I've heard many foreign people want to know how to use online banking service in daegu, so I prepared the guideline for using online banking from Daegu Bank which is the most popular and widely used bank in Daegu. And also, I recommend you to use Daegu bank because it provides english online banking service for international people. (This article maybe helpful for those who want to use other banks as well.)

Before you start to use online banking service, you should visit the bank in person to register. If you don't have any bank account at Daegu bank yet, of course you should open one first. To open a new bank account, you need to bring your alien card and a stamp.(If you don't have a stamp, you can just write your signature).

* I recommend you to visit Daegu Bank Seongseo branch located near Seongseo-Industrial-Complex station (subway line number2). Some tellers working there can speak Indonesian, Chinese, and English because it is located near industrial complex where there are many foreigner workers. The address of the bank is below.

Daegu Bank Seongseo Branch
892-3 Igok-dong  Dalseo-gu, Daegu, South Korea
053-583-1351

You will need to make an ID and Passwords and after then, you will receive a secret card from the teller. You should remember the ID and passwords for registration and you should keep the secret card. You should know the numbers on the card whenever you use internet banking service. 

I am sure that the teller will kindly explain to you how to register and how to issue a public key certificate,  so I will just briefly explain here. Actually, once you issue a public key certificate, it wouldn't be difficult after then. 

Public key certificate is essential certificate for using internet banking and once you issue the certificate from any bank, you  can use it for all other online banking services, though you should register online banking services at each bank.








Guideline for Online Banking Service 
from Daegu Bank


If you are done understanding basic information of using internet banking service, let's open the Daegu Bank webpage. (http://www.dgb.co.kr/eng/main.jsp)


Click the internet banking service tap.



And then you will see this page. This means that you have to install keyboard security program first. Click the [설치(I)] button.




You would see many pop-up windows while you are installing the keyboard security program. You should click 예(Y) and Yes[허용(A)] for all pop up windows.



When the installation is finished, you would see this pop-up window. This pop-up window is for logging in the internet banking. However, you should issue a public key certificate first. After you issue the public key certificate, you will see the certificate appearing in the white blank space. So, let's just close this pop-up window for issuing the public key certificate for now.



Click the [Certificate Center] button with a lock icon on the left side of the page. You can also click the small [>certificate] button under the Certificate Log-In button.



Click the [For retail customer] button if it's your first time issuing the certificate.



Agree with the therms and conditions to proceed. 



From here, you just need to follow the direction. 



Let's see if you successfully issued the certificate. Choose the service that you want to use and click it. (Statements, Transfer, or My accounts.) I clicked [Transfer] for your understanding.

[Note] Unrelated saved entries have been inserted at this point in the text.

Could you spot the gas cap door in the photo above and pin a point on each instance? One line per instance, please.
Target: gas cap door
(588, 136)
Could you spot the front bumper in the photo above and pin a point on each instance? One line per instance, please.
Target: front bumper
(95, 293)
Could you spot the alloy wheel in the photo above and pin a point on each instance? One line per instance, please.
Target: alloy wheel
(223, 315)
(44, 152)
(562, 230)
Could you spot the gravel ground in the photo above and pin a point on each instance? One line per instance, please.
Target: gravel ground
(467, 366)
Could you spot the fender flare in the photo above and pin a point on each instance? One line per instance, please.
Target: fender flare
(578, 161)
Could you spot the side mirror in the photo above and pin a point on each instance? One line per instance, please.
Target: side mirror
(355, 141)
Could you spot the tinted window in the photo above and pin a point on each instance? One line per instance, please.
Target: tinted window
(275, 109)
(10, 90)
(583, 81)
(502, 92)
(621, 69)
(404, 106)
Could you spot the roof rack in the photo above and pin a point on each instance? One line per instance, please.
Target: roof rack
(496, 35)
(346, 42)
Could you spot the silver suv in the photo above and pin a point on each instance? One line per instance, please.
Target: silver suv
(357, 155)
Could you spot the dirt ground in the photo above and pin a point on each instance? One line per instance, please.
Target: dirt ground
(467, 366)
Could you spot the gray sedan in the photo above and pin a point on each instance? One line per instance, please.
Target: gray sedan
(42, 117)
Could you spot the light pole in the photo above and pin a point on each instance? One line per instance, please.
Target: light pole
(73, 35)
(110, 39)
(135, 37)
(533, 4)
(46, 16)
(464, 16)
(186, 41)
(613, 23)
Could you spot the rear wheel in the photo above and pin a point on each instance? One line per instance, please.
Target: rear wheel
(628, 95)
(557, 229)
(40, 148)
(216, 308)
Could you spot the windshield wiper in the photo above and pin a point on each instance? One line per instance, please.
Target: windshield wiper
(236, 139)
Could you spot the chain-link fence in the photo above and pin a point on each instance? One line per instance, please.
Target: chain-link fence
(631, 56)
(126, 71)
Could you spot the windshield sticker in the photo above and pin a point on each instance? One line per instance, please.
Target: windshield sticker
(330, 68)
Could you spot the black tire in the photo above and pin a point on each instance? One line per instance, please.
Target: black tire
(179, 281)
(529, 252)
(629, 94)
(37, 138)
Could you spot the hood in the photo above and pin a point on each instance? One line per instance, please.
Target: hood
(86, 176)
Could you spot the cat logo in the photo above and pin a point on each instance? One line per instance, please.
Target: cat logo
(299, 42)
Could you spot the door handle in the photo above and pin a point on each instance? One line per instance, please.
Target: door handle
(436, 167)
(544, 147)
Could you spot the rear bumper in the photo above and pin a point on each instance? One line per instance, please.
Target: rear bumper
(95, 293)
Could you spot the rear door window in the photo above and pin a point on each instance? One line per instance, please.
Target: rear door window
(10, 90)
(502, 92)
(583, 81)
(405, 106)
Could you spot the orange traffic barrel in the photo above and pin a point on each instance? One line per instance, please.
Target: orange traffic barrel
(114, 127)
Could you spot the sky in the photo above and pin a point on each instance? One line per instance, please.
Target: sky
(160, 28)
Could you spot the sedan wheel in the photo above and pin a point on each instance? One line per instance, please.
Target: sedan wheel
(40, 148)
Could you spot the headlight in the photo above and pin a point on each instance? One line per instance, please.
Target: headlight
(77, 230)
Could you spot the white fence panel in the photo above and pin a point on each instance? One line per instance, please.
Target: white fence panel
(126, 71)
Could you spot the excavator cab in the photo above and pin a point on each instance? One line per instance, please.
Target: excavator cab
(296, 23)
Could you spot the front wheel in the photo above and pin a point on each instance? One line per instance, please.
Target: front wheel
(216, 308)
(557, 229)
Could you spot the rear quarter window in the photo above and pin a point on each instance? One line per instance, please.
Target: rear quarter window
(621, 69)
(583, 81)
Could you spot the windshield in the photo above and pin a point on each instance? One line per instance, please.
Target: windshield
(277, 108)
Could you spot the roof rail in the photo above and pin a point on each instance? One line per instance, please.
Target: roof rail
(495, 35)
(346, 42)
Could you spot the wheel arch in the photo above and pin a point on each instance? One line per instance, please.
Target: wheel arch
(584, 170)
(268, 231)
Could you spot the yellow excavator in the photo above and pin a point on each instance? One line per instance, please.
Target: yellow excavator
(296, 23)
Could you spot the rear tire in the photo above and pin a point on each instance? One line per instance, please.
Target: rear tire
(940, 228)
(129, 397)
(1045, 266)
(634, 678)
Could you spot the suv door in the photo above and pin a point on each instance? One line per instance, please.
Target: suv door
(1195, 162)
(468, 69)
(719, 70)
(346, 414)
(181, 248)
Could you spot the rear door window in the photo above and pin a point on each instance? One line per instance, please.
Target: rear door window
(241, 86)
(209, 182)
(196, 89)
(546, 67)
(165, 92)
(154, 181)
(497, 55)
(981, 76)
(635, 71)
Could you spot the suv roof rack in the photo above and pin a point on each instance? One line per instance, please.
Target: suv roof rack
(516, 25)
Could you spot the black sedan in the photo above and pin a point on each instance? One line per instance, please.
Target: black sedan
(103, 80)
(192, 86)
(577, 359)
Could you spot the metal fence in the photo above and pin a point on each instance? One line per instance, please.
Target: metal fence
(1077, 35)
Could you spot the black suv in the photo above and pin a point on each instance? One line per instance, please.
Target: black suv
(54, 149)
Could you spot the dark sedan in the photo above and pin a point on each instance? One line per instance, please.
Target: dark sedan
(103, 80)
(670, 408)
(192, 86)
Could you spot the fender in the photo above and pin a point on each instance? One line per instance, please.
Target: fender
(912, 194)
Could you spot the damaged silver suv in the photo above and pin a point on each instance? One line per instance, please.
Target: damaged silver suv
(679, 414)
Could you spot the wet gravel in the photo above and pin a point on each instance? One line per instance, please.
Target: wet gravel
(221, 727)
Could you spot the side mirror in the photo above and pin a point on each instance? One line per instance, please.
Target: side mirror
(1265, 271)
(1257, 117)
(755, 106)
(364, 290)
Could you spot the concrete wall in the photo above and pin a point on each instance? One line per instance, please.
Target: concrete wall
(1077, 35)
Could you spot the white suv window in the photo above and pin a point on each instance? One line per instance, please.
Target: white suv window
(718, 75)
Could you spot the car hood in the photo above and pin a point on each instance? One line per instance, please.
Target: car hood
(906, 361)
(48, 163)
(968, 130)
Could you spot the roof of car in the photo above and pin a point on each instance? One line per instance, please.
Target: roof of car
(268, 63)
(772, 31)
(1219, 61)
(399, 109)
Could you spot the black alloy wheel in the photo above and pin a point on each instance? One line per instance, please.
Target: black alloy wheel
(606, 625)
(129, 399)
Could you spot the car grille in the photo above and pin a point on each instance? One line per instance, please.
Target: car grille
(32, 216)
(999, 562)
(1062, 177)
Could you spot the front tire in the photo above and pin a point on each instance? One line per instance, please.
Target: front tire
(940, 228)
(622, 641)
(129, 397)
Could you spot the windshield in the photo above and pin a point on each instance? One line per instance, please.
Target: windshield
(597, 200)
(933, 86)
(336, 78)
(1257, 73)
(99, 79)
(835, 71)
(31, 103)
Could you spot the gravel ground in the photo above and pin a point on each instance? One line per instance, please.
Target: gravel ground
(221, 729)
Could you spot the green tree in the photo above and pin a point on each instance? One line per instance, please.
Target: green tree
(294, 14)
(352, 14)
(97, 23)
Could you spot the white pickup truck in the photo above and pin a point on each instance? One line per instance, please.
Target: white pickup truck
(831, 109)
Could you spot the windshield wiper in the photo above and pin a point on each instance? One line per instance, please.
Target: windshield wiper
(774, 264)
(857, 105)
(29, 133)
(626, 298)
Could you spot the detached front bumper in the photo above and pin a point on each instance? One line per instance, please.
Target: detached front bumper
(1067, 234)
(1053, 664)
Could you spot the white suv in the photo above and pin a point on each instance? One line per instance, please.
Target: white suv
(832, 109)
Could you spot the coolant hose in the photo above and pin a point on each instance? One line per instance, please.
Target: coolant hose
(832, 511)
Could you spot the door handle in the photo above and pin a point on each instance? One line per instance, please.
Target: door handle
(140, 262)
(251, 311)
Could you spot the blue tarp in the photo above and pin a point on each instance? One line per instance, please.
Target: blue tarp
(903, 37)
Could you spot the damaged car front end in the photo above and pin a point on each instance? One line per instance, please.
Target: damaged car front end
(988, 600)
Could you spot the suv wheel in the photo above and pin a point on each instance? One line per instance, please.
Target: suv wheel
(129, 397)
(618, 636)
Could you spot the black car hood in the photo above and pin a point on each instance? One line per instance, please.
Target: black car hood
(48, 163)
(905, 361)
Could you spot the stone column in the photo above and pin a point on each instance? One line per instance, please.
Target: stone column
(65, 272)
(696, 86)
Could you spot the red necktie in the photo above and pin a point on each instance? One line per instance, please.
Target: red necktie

After clicking the [Transfer] button, you will see the same pop-up window when you finished installing the program, but this time, you will see your certificate information in the blank white space. This means that you successfully issued the certificate and you can use the internet banking from now on. Now, enter your password to log in.



Now I see the transfer steps. You will  have no problem using it after this, since they are all written in English. All you need to do is enjoying the convenient Internet banking service!